Fruiting vegetable chapter-The fungicide Priaxor was added for anthracnose, Botrytis gray mold (suppression only), early blight and Septoira leaf blight, late blight (suppression only) and white mold.  The rate for all the diseases above is 4-8 fl. oz./A except for late blight, which is 8 fl. oz./a.  Note that Priaxor is the only foliar fungicide listed for tomatoes and white mold.  However, Priaxor is not labeled for the greenhouse.  Applicators must be in possession of the supplemental label. 

Cucurbit chapter-In the watermelon variety resistance to Fusarium wilt table on page 97, the watermelon variety Distinction now has a rating of ‘++++’, meaning it has an excellent Fusarium wilt resistance rating. 

Cucurbit chapter-Proline 480 SC is now labeled for Fusarium wilt of watermelon at 5.7 fl. oz. per acre.  May be applied by ground or chemigation application equipment.  Do not use in water used for hand transplanting. 

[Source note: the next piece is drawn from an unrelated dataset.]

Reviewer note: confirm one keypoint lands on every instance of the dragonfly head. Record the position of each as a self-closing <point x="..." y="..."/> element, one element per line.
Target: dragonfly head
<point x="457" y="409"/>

This product has been labeled as a result of research performed at Purdue University and elsewhere.  The Proline label allows one drip application.  If Proline is used as a drip application for Fusarium wilt, use it at transplant.  I have been able to show that Proline can lessen the severity of Fusarium wilt of watermelon.  However, the results depend on many factors including the amount of the Fusarium wilt fungus in the soil and the host resistance of the variety used.  If you have any questions or thoughts about using this product for Fusarium wilt of watermelon, please contact me at the phone number or email to the right. 

Cucurbit chapter-The fungicide Merivon was added to several diseases in the chapter at 5.5 fl. oz./A:  anthracnose, gummy stem blight, powdery mildew and Plectosporium blight.   Alternaria leaf blight was added at 4-5.5 fl. oz./A.  Applicators must be in possession of the supplemental label. 

I had the opportunity to use this product on powdery mildew of cantaloupe a few years ago:  I had excellent results.  However, Merivon has active ingredients in groups 7 and 11.  My research has shown that in the past, group 7 active ingredients work well on powdery mildew (for example, Pristine and Fontelis).  Group 11 products have not worked well for powdery mildew of cucurbits in Indiana. 

Sweet corn chapter-The fungicide Priaxor was added for use on several diseases-page 188.

Onion chapter-The fungicide Merivon was added for use for Alternaria purple blotch, Botrytis leaf blight and downy mildew.  Page 161. 

Legume chapter- The fungicide Priaxor was added for use on several diseases.  Pages 146-147.